Which act specifically prohibited contracts or combinations that restrained trade?

Study for the AMSCO AP United States History Exam covering Period 6. Prepare with multiple-choice questions, hints, and explanations. Get ready for your APUSH exam!

The Sherman Antitrust Act of 1890 is correctly identified as the act that specifically prohibited contracts or combinations that restrained trade. This legislation was a landmark in U.S. antitrust law, aiming to combat monopolistic practices and promote fair competition. The act made it illegal to restrain trade or commerce among the several states or with foreign nations, targeting the growing concentration of corporate power and monopolies that emerged during the late 19th century.

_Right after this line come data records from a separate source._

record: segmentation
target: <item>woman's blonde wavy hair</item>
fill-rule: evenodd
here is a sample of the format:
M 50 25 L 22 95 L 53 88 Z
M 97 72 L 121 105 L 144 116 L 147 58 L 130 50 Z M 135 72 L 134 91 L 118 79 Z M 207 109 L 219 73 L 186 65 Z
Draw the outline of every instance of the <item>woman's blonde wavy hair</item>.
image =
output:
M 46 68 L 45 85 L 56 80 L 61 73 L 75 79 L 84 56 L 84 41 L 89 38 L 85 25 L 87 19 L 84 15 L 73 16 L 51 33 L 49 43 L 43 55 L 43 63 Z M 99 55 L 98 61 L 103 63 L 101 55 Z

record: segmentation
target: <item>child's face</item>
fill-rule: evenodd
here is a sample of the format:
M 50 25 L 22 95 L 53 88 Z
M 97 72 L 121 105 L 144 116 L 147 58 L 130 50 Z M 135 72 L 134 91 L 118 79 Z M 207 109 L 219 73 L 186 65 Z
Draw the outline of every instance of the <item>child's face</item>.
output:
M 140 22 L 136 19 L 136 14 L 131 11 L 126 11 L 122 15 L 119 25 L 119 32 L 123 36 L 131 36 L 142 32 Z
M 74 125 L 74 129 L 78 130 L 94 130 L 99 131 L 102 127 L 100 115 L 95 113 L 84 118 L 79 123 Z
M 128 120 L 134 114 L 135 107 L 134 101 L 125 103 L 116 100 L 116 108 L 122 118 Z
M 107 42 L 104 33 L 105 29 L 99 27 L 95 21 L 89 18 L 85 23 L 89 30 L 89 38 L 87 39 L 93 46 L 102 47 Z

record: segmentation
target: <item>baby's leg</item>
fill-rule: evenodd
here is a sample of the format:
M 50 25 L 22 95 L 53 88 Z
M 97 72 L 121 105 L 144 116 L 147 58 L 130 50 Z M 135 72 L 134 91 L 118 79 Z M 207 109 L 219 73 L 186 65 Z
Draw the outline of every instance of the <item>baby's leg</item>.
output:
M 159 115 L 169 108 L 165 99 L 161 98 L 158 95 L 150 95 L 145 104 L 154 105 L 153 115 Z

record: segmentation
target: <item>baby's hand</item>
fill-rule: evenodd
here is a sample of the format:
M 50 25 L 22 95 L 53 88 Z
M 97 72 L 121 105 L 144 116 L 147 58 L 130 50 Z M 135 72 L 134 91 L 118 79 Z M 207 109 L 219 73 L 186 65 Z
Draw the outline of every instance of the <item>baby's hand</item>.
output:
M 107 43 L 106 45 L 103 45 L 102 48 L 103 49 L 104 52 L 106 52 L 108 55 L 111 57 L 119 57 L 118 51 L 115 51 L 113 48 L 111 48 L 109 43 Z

The significance of the Sherman Act lies in its broad application against any form of anticompetitive conduct, including trusts and monopolies, thus laying the groundwork for future legislation in regulating corporate practices. This act established the federal government's role in regulating the economy and protecting consumers from unfair business practices.

In contrast, while other acts like the Clayton Antitrust Act (1914) built upon the Sherman Act by addressing specific practices that the earlier legislation did not define, the Volstead Act pertains specifically to the enforcement of Prohibition, and the Interstate Commerce Act focuses on regulating the railroad industry and preventing unfair practices in the transportation sector.